Former Arkansas Governor Mike Huckabee uses events from his life to talk about Christmas spirit. In a chapter about patience, he tells how he and his sister would surreptitiously open and play with their gifts before Christmas. In the chapter about crisis, he recounts his wife's battle with cancer when they were both 20 and newly married. He said he prayed for a miracle healing but realized later that "God's greatest gift to us is not to remove us from crisis, but to walk through crisis with us." Readers looking for insight into what makes Huckabee tick will enjoy these inspirational stories told with Huckabee's folksy charm.
Lit is often painful to read. Mary Karr tells how she began drinking and eventually stopped, and how her hard won sobriety came about as she came kicking and screaming to faith in God. As Karr achieved worldly success-winning poetry awards, getting published, teaching at Harvard, marrying a New England blue blood and having a child-she began falling apart. She writes with a combination of searing honesty about her own faults and restraint in describing the faults of others, including her husband from whom she divorced. The book's raw language will offend some readers, but never have I read a more moving account of someone seeing her need for God's mercy.
The ease of self-publishing has resulted in many bad books by authors who did not spend time learning to write or building an audience.

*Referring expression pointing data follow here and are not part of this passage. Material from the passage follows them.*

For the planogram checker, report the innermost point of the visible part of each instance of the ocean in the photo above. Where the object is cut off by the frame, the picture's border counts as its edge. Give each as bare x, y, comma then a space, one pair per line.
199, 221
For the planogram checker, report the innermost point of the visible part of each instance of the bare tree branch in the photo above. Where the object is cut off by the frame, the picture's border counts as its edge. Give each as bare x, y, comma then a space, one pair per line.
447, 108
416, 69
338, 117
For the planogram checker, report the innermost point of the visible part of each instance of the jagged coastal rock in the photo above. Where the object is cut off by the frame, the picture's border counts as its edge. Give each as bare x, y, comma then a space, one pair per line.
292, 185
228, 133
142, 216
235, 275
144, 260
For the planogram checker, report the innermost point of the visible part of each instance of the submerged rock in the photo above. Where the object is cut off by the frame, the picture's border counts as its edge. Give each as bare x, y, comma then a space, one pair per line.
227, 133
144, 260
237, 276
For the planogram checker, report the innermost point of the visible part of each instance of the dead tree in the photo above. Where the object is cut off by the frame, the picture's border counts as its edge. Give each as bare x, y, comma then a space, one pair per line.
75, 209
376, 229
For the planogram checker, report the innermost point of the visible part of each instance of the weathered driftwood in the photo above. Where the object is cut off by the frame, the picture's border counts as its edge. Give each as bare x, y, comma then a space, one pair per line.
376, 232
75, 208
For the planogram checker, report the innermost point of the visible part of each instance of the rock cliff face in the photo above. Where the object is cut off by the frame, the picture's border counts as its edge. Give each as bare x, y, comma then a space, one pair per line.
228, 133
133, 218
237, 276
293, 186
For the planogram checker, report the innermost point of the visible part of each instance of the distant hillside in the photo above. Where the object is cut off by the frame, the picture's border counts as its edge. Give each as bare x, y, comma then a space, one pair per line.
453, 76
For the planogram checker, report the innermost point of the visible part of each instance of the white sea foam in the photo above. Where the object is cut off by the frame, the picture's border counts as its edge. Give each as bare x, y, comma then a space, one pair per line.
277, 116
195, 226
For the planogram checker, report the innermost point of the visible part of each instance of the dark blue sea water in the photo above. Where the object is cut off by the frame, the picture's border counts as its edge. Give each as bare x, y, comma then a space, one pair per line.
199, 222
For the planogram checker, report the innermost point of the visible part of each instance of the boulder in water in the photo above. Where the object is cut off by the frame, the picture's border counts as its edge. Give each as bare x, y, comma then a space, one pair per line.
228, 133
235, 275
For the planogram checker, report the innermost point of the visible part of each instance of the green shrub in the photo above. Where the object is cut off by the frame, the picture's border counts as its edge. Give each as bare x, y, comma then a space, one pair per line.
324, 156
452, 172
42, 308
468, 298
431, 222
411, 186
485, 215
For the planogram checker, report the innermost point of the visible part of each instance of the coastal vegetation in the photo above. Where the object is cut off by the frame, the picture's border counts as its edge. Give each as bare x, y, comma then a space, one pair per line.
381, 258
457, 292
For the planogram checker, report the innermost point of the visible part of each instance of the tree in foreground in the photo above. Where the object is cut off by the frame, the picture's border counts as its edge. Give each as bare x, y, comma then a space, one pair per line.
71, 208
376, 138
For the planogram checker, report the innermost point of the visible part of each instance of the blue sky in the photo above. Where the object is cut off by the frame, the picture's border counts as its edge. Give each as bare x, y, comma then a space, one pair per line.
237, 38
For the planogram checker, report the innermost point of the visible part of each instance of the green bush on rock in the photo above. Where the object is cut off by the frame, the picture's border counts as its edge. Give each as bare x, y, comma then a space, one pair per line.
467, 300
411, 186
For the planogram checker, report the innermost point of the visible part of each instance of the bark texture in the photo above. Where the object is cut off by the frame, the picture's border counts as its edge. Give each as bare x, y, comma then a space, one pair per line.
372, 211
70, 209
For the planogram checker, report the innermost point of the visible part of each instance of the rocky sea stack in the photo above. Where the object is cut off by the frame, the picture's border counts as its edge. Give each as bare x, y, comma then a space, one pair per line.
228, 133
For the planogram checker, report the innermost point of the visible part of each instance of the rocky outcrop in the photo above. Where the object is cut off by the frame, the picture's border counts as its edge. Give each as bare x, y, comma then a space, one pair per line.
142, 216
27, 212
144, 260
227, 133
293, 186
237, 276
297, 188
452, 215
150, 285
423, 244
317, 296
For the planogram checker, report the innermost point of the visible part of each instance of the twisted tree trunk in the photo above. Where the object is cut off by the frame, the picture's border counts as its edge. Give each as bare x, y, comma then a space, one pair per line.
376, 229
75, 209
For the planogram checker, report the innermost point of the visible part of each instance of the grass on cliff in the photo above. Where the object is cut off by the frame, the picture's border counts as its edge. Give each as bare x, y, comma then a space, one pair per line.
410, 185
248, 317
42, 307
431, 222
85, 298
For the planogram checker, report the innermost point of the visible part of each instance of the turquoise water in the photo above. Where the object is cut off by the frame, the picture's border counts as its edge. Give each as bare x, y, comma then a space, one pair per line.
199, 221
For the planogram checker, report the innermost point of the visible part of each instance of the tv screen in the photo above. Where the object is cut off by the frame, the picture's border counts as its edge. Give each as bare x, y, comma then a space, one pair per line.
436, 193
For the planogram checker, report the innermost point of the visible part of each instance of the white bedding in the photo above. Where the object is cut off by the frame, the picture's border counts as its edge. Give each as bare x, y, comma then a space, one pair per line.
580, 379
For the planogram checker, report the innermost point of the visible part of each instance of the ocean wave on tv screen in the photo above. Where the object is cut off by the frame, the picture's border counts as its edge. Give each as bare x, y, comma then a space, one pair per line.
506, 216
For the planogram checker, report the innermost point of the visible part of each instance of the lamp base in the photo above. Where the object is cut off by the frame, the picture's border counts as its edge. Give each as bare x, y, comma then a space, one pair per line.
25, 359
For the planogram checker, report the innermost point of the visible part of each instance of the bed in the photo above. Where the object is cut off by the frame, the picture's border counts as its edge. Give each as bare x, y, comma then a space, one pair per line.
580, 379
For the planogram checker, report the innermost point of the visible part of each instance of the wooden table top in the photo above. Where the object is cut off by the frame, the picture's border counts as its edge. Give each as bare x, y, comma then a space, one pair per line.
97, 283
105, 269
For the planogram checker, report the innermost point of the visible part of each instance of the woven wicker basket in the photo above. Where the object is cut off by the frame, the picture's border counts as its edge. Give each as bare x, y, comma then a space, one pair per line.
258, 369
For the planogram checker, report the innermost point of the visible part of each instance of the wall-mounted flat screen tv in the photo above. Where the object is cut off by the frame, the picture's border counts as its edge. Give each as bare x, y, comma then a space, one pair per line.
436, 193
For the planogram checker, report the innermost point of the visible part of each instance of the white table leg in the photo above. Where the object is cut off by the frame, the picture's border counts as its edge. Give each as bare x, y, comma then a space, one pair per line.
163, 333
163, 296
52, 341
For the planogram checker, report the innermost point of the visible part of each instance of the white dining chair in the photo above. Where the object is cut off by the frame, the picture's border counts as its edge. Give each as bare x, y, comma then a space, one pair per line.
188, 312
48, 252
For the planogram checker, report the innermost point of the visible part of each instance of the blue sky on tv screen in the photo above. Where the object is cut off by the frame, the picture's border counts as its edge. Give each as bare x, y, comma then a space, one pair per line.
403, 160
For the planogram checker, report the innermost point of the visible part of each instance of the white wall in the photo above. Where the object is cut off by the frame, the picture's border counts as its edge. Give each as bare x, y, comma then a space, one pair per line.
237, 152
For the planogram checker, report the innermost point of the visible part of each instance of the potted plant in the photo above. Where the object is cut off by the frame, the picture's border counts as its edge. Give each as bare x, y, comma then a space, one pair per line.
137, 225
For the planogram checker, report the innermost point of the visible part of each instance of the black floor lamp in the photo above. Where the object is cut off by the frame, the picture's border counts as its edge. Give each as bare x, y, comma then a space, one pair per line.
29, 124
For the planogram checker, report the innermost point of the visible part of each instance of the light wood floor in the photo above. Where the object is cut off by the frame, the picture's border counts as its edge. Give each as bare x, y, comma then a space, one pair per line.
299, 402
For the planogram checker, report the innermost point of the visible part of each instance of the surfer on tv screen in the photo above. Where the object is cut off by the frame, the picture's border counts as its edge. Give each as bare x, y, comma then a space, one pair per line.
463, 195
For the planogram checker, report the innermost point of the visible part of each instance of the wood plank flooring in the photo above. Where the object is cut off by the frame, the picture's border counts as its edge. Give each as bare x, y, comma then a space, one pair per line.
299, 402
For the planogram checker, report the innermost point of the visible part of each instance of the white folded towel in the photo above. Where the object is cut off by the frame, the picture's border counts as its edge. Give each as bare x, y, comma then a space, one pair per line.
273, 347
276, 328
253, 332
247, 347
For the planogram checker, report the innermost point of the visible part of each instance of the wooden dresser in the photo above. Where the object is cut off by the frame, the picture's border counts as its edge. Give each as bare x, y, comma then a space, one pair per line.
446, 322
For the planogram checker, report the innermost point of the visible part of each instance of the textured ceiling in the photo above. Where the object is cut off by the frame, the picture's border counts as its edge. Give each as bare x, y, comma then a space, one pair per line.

That's too bad because we live in a time when anyone with talent, discipline, and an idea can start a blog, keep at it over time, and eventually build an audience while learning to write better.
Four new books, based on popular blogs, show that blogging has become a new route to publishing success. This Is Why You're Fat: Where Dreams Become Heart Attacks is a celebration with photographs of over-the-top food. Stuff White People Like: A Definitive Guide to the Unique Taste of Millions gently mocks the "overclass" culture. Cake Wrecks: When Professional Cakes Go Hilariously Wrong documents, through photos, cake-decorating disasters. The Pioneer Woman Cooks: Recipes from an Accidental Country Girl offers musings on life rather than jokes. These books have in common great photographs, engaging writing, and a built-in fan base developed over time-even when no one was reading.